IN BRIEF (Page 11)
United States
NASA reopens door to Chinese
With an explanation but no public apology for the flip-flop, NASA told Chinese astrophysics researchers they could re-book their already canceled flights to California to attend a space telescope conference in November. NASA spokesman Allard Beutel told the BBC that the ban on Chinese scientists announced earlier this month was prompted by new counterespionage legislation restricting foreign nationals access to NASA facilities.
Iraq
Attacks claim at least 19
Iraqi officials have raised the death toll from attacks on police in the western Anbar province on Tuesday to 19. Earlier reports said eight policemen were killed. The first attack took place when a suicide bomber rammed his explosive-laden car into a checkpoint at the entrance of Rutba, killing five policemen.
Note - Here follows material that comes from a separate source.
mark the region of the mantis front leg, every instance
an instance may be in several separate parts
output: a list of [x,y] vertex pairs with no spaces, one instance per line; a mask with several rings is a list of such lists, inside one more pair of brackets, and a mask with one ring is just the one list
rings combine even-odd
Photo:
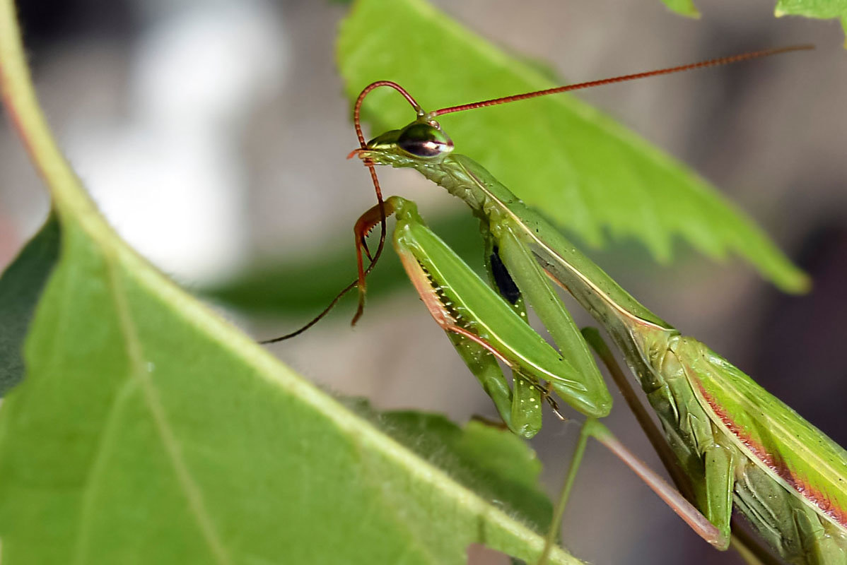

Another suicide bomber drove his car into a nearby bypass, killing four policemen and three civilian truck drivers. Clashes elsewhere in Anbar on Tuesday night killed seven policemen.
Cambodia
Opposition party supporters march
Opposition Cambodia National Rescue Party leader Sam Rainsy led a march of 15,000 of his supporters in Phnom Penh on Wednesday in an effort to seek UN intervention in July's contested election. "The mass protest is to seek the truth for voters related to the irregularities of the July election," Rainsy said at the rally held at Freedom Park in the capital. "The protest is also to call for a reliable mechanism to reform elections in the future."
Australia
Military training sparked megafire
Australian investigators say a military training exercise ignited one of the major wildfires that has ravaged Australia's most populous state in the past week. More than 100 fires have killed one man and destroyed more than 200 homes in New South Wales since Thursday. Rural Fire Service spokeswoman Natalie Sanders said on Wednesday that an investigation found that a massive fire near Lithgow, west of Sydney, had started at a nearby Defense Department training area on Wednesday last week.
South Korea
Seoul decries video on islets
South Korea urged Japan on Wednesday to promptly delete a Youtube video claiming its sovereignty on the Dokdo islets, known as Takeshima in Japan, calling the action anachronistic and provocative. "We strongly protest against the Japanese government trying to damage our dominium over the Dokdo islets as Japan's Foreign Ministry produced a video that makes nonsensical claims on our territorial islets and distributed it on the Internet," Seoul's Foreign Ministry said.